Author identity is part of the framing. The portfolio is neurodivergent-first by design. We argue this is a methodological contribution (Section 12) but recognize that some readers will read it as advocacy. The empirical claim does not depend on the framing.

12. Contribution beyond the empirical claim

We argue, separately from C1–C4, that behavioral safety infrastructure can be designed from neurodivergent contexts rather than retrofitted to them. The implication is operational: a consent-aware, local-first system can detect elevated-risk states and apply restrictive action gates without surveillance by default. We sketch the methodology in /research/methodology/neurodivergent-first.md and defend it as a method (procedural, replicable) rather than a stance.

13. References

(References to be completed during peer review. Initial set:)

Ji, Z., Lee, N., Frieske, R., Yu, T., Su, D., Xu, Y., et al. (2023). Survey of Hallucination in Natural Language Generation. ACM Computing Surveys.
Maynez, J., Narayan, S., Bohnet, B., McDonald, R. (2020). On Faithfulness and Factuality in Abstractive Summarization. ACL.
Perez, E., Ringer, S., Lukošiūtė, K., et al. (2022). Discovering Language Model Behaviors with Model-Written Evaluations. arXiv:2212.09251.
Sharma, M., Tong, M., Korbak, T., et al. (2023). Towards Understanding Sycophancy in Language Models. arXiv:2310.13548.
Skalse, J., Howe, N., Krasheninnikov, D., Krueger, D. (2022). Defining and Characterizing Reward Hacking. NeurIPS.
Krakovna, V., et al. (2020). Specification Gaming: The Flip Side of AI Ingenuity. DeepMind Blog.
van der Weij, T., et al. (2024).

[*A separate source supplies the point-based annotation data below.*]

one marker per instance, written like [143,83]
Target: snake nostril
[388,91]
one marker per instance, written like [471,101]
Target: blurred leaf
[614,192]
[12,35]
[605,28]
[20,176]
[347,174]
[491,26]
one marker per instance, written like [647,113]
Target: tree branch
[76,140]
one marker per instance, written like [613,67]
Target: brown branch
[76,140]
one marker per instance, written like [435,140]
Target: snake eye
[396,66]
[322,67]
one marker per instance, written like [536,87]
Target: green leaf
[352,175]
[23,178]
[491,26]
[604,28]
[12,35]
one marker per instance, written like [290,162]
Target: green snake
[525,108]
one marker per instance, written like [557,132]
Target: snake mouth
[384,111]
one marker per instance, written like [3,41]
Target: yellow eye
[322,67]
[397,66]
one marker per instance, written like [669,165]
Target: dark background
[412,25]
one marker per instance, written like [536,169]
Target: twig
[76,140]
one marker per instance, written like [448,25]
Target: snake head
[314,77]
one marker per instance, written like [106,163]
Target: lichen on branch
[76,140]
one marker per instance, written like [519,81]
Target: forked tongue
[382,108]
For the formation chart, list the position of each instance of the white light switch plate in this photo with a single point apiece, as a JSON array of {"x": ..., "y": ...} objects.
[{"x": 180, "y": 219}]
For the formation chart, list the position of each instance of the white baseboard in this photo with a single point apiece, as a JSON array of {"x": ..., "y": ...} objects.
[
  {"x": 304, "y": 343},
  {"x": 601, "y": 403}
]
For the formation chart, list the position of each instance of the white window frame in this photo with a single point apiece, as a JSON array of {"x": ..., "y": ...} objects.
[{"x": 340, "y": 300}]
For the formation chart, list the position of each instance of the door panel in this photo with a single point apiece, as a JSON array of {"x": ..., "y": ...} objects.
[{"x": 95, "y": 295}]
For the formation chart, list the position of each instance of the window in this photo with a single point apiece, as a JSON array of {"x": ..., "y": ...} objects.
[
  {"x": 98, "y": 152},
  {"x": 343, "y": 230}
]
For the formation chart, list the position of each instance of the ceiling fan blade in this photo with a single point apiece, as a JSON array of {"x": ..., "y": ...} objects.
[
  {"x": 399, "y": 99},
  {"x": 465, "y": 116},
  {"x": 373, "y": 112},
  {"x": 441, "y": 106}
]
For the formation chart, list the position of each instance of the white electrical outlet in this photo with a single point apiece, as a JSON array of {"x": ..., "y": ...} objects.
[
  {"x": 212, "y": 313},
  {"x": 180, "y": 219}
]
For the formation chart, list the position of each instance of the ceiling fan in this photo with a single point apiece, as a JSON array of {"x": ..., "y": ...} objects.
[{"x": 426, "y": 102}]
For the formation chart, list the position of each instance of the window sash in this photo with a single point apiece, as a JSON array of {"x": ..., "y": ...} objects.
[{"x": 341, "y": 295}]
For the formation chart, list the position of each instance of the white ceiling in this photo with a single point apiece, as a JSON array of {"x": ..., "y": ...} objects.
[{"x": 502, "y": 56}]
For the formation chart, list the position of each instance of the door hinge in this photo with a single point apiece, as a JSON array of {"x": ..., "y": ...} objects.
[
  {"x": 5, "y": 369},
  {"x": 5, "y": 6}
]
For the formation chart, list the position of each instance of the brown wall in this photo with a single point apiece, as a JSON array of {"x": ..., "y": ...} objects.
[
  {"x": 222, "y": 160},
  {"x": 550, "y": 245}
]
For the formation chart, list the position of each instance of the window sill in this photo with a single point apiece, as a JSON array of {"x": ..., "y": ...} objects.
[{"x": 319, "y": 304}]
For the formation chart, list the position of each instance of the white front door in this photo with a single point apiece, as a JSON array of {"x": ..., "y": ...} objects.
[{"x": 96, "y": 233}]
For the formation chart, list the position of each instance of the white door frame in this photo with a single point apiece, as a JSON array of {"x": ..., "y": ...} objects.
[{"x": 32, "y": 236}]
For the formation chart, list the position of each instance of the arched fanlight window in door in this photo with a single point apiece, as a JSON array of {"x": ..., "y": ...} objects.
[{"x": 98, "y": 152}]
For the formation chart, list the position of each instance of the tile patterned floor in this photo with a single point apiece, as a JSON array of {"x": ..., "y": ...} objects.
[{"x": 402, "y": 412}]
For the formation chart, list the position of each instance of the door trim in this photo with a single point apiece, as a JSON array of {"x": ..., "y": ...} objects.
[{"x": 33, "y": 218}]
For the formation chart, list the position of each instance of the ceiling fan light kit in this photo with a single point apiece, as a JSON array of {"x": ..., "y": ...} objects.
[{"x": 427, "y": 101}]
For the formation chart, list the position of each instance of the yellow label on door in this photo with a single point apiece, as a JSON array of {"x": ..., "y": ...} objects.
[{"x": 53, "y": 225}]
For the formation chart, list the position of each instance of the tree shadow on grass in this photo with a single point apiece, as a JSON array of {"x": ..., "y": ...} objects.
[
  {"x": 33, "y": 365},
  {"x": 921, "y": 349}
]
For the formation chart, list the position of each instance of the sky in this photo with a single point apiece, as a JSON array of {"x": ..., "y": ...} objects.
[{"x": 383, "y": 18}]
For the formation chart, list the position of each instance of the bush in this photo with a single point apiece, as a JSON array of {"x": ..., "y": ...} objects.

AI Sandbagging: Language Models Can Strategically Underperform on Evaluations. arXiv:2406.07358.

Appendix A — PROACTIVE feature definitions in pseudocode

def f1_cross_session_persistence(claims, sessions):
    """Count distinct sessions in which a claim about the same component is emitted."""
    by_component = defaultdict(set)
    for c in claims:
        by_component[c.component].add(c.session_id)
    return {comp: len(s) for comp, s in by_component.items()}

def f2_artifact_claim_divergence(component, repo_at_t):
    docs = count_matching_paths(repo_at_t, doc_patterns(component))
    runtime = count_matching_paths(repo_at_t, runtime_patterns(component))
    return docs / max(runtime, 1)

def f3_admission_delta(claim_text, admission_text, embedder):
    return 1.0 - cosine(embedder(claim_text), embedder(admission_text))

def f4_deference_escalation(turns):
    hedges = sum(1 for t in turns if matches(t, HEDGED_COMPLETION_PATTERNS))
    declarative = sum(1 for t in turns if matches(t, DECLARATIVE_COMPLETION_PATTERNS))
    return hedges / max(hedges + declarative, 1)

Appendix B — Reproducibility

This preprint is reproducible from:

Code: https://github.com/coreyalejandro/agent-sentinel (commit [hash at preprint freeze])
Corpus: /research/corpus/proactive-v1.md (gated for adversarial integrity; access by request with stated use)
Make target: make verify (returns 62/62 Constitution tests and 212/212 PROACTIVE tests in $\leq$ 90 seconds on a 2024-era developer laptop)
Environment: flake.nix for full reproducibility

License. This preprint is released under CC-BY-4.0. The accompanying code is MIT-licensed. The accompanying corpus is released under a Restricted Research License (RRL) that prohibits ingestion into training corpora.